Des politiciens aveugles :
Depuis des décennies les politiciens n’ont jamais réussi à voir l’avenir de leur pays sur le long terme. La désindustrialisation de la France en est sûrement l’exemple le plus important. Comment nos politiciens ont-ils pu imaginer que notre pays resterait une puissance majeure et aurait de la résilience face aux crises dans une économie entièrement basée sur le secteur tertiaire ? N’ont-ils jamais imaginé qu’un jour, peut-être en cas de crise économique ou de pandémie, seuls les biens industriels de première nécessité seraient recherchés ? Comment ont-ils pu imaginer qu’en ne produisant plus rien sur notre sol, particulièrement dans les secteurs stratégiques comme le secteur de l’armement ou le secteur pharmaceutique, les pays qui nous exportent ces biens nécessaires n’en profiteraient pas pour nous faire du chantage, nous dominer ? Comment en sommes nous arrivés à devoir mettre en place des plans de relocalisation de la production de paracétamol ? Comment ne nous sommes nous rendu compte seulement après l’invasion russe en Ukraine que s’approvisionner en énergie chez un pays hostile était une mauvaise idée ? Comment nous
avons pu négliger l’énergie, cet élément si important qu’il est “le sang de notre économie” comme le dit si bien Yves Bréchet interviewé chez Thinkerview. En effet, aujourd’hui le secteur tertiaire représente 80% des emplois contre seulement 18% pour le secteur secondaire et 2% pour le secteur primaire. Au contraire, en 1950 les emplois étaient bien mieux répartis : 37% dans le secteur tertiaire, 35% dans le secteur secondaire et 28% dans le secteur primaire. De plus, en 1960 l’industrie et la fabrication représentait plus de la moitié de notre PIB contre un quart aujourd’hui. Au-delà d’un secteur économique c’est notre indépendance et notre place dans la géopolitique mondiale que nous avons perdu. Bien sûr certaines industries de pointe sont toujours présentes sur notre sol, comment ne pas citer Airbus ou encore Dassault. Cependant, nous perdons aussi de nos fleurons comme Alstom cédé, avec l’aval d’Emmanuel Macron alors ministre de l’économie, à General Electric. Nous avons tellement perdu de notre industrie que notre président doit se baser sur des investissements d’entreprises étrangères en France. Même si cela semble fonctionner avec en deux ans la création de 200 nouvelles usines sur le territoire national et un chômage au plus bas depuis 1982, si cela pouvait profiter aux entreprises françaises cela serait encore plus avantageux.

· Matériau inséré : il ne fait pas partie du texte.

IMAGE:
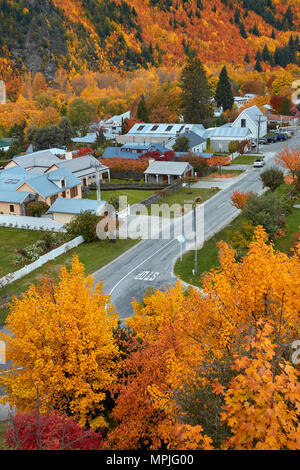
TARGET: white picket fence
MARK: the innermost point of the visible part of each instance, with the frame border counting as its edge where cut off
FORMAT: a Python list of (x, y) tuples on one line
[(42, 224), (124, 213), (9, 278)]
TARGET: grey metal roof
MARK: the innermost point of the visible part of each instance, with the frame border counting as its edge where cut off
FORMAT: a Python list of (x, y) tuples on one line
[(167, 168), (80, 164), (16, 197), (253, 112), (43, 159), (74, 206), (231, 132)]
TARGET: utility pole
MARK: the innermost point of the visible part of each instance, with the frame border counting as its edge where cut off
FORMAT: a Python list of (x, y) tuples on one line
[(195, 231), (258, 135)]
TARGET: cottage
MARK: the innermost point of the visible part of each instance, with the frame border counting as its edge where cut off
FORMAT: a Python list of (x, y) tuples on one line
[(168, 172), (221, 137), (196, 142), (253, 119), (64, 210), (84, 168), (156, 133)]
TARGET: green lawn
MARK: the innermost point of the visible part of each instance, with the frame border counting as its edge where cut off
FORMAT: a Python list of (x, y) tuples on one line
[(186, 196), (207, 256), (93, 255), (245, 159), (11, 240), (133, 195)]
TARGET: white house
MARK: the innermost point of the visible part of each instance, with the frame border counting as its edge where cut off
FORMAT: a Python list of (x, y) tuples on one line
[(197, 143), (253, 119), (157, 133)]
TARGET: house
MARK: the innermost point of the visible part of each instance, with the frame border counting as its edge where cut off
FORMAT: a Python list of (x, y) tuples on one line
[(36, 162), (64, 210), (221, 137), (196, 142), (133, 150), (240, 101), (167, 171), (49, 186), (82, 167), (14, 202), (156, 133), (253, 119), (46, 187)]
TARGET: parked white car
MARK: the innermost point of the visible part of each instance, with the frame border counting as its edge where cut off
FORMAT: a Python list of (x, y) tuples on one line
[(259, 163)]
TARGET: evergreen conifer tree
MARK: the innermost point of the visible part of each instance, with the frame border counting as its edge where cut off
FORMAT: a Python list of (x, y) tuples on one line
[(196, 93), (224, 96)]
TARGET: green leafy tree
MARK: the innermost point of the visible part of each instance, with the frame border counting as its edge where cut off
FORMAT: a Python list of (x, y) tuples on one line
[(36, 208), (264, 210), (84, 225), (272, 178), (224, 95), (196, 93)]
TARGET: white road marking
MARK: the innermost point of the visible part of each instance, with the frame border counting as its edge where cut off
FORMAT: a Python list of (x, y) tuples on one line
[(136, 267), (147, 276)]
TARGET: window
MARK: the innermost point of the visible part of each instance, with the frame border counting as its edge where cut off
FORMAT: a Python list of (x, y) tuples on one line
[(74, 192)]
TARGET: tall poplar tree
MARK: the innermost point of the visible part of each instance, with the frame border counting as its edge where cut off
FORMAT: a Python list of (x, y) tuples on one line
[(224, 96), (142, 111), (196, 93)]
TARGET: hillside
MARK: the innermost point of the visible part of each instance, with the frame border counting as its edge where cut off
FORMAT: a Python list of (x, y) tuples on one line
[(42, 35)]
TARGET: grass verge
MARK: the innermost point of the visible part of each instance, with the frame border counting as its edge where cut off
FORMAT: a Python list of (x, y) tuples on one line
[(93, 255), (245, 159)]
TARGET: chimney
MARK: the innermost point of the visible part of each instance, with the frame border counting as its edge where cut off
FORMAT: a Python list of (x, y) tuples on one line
[(68, 155)]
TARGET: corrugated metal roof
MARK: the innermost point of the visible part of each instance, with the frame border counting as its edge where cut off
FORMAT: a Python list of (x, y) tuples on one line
[(231, 132), (167, 168), (74, 206), (16, 197)]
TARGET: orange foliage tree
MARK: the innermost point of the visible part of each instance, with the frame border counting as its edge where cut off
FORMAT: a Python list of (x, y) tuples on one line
[(289, 158), (239, 199)]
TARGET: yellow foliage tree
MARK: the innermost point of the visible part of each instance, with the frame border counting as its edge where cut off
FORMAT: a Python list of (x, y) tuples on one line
[(62, 346)]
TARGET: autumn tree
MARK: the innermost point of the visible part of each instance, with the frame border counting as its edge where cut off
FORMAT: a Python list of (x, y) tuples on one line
[(218, 161), (272, 178), (289, 158), (262, 402), (239, 199), (204, 332), (81, 114), (224, 95), (142, 111), (196, 93), (62, 345)]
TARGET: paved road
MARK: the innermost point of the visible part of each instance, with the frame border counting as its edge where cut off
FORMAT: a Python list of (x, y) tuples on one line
[(150, 263)]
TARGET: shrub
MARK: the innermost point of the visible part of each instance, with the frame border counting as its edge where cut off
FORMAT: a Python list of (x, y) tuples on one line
[(51, 432), (84, 224), (37, 208)]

Nos infrastructures en question:
Un autre sujet majeur, étroitement lié au secteur industriel, met en avant l’inefficacité de décennies de politique française. L’état de nos infrastructures électriques, alors qu’en 2017 la production d’électricité nucléaire tournait autour de 450 TWh, la production est tombée à 300 TWh en 2022 en pleine crise énergétique dûe à la guerre en Ukraine. En cause, la moitié des réacteurs du parc nucléaire était à l’arrêt au paroxysme de la crise pour une raison très simple : mandat après mandat, les présidents ont mis sous le tapis la question de la filière du nucléaire, la détruisant à petit feu. Voilà là la situation actuelle où nous manquons d’un savoir faire que nous avions développé des décennies auparavant. Déjà 11 ans de retard pour l’EPR de Flamanville et des milliards d’euros de surcoût. Nous avons aussi détruit nos projets d’avenir dans la filière nucléaire pour des raisons de surcoût ou pour développer des énergies renouvelables que nous n’avons au final jamais mises en place. Nous avons perdu Superphénix à la fin du siècle dernier, alors un réacteur à neutrons rapide permettant de réutiliser le combustible nucléaire. Et le projet ASTRID qui permettait de “fermer le cycle” et donc de diminuer fortement la quantité de déchets nucléaires a lui été abandonné pour des contraintes budgétaires en 2019. Pour répondre à la question comment en sommes nous arrivés là : une seule réponse possible, nous n’avons plus de vision à long terme. Nos présidents ne voient le monde qu’en coup de communications.
Malheureusement nos politiciens ont aussi multiplié les fausses routes sur le plan international.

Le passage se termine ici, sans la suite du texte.